Monday, September 4, 2023

“A living hell”: Disabled People Are Rising From Their Wheelchairs … and They’re Not Happy About It (Satire)

                EPONYMOUS, COLORADO — “Shhh!” says 39-year-old Cy Chevsky, crouching by candlelight with his ear to his front entry door. With wild eyes and wilder hair, he listens for noises from outside. “They’re still there. Yesterday it was Maury Povich.”

“Maury Povich!” I say in surprise.

“Shhh!” Chevsky says, but it’s too late: The paparazzi begin shouting and banging on the storm door. Chevsky covers his ears and yells. “My life now is a living hell.”

A frame d photo on the foyer wall above shows a complete contrast: Chevsky smiling and stylish, sitting arm-in-arm with a beaming young woman and a gray poodle both seated on his lap. His wheelchair from the photo now sits empty in a far corner of the room, no longer needed since the day last April when Chevsky suddenly and unexpectedly rose out of it, never to return.

“It was the BEEP-BEEP-iest day of my life,” he says. “It ruined me.”

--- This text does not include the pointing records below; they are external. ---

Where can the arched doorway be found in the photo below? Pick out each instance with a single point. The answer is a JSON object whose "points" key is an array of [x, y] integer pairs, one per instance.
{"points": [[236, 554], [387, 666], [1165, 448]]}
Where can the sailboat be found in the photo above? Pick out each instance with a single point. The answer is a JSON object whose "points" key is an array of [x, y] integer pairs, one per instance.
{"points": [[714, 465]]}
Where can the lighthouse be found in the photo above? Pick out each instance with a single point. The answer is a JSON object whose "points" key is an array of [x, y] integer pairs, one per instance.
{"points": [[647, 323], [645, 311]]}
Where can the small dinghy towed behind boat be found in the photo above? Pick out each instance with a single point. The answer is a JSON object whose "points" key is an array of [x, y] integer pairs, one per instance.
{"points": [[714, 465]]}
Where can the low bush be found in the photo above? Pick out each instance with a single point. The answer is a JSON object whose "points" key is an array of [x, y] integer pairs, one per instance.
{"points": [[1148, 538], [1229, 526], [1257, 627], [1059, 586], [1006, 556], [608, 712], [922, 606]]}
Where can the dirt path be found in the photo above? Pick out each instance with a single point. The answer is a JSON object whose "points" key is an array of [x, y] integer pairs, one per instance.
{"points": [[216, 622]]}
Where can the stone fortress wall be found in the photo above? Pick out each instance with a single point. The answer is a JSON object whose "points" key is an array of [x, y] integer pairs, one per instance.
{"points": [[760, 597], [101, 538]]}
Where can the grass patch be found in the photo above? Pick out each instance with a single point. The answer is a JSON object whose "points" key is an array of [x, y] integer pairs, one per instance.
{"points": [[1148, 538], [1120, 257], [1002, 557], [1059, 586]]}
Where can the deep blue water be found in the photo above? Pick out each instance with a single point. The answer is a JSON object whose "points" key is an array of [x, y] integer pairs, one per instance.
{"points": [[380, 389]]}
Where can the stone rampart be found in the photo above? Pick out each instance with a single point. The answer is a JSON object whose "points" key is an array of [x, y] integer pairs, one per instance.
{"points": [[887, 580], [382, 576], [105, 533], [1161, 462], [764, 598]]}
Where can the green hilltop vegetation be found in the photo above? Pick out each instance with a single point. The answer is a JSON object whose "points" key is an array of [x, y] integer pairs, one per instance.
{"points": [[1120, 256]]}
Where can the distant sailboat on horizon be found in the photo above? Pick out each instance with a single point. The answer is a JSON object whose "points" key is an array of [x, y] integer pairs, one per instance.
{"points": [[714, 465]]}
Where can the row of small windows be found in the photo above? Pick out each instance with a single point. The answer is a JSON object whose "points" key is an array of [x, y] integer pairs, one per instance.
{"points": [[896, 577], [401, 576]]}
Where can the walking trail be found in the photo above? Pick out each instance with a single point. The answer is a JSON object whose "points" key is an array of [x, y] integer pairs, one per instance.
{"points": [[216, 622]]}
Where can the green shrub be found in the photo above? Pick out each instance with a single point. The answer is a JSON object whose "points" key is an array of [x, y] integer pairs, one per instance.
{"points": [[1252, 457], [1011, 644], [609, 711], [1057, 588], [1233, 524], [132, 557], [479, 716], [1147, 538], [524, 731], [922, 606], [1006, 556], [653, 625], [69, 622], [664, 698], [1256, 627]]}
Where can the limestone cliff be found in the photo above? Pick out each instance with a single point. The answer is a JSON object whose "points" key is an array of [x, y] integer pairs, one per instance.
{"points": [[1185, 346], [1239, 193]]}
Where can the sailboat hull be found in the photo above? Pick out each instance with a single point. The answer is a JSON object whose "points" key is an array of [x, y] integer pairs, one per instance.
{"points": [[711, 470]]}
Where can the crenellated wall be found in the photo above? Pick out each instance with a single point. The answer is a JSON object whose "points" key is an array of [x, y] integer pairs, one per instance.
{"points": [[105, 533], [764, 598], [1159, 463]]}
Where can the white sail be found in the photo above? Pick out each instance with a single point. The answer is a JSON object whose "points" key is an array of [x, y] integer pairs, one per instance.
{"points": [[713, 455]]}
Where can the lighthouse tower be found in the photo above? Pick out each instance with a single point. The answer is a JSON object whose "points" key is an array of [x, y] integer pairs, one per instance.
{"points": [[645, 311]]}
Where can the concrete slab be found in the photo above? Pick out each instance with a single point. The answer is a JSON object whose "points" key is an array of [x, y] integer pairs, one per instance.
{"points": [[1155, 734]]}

Doctors were as baffled as Chevsky was, so he began his own search for the cause of what the Internet was calling a “miracle.” But in the meantime his girlfriend left him over trust issues, his friends became unreachable, and traffic to his websites and social media accounts cratered when he was denounced as a fake.

“I worked for years after my spinal cord injury to build myself back up,” he says, “and while I did, I also built up a brand as a disability influencer. I put in so many hours. I believed in what I was doing — helping others — and it was a revenue stream for us. Now they call me a grifter.” Even his old dog, Muffin, who had cataracts, would growl whenever he stood up. Eventually she ended up spinning around and around in one spot until animal welfare could cart her away for her own safety.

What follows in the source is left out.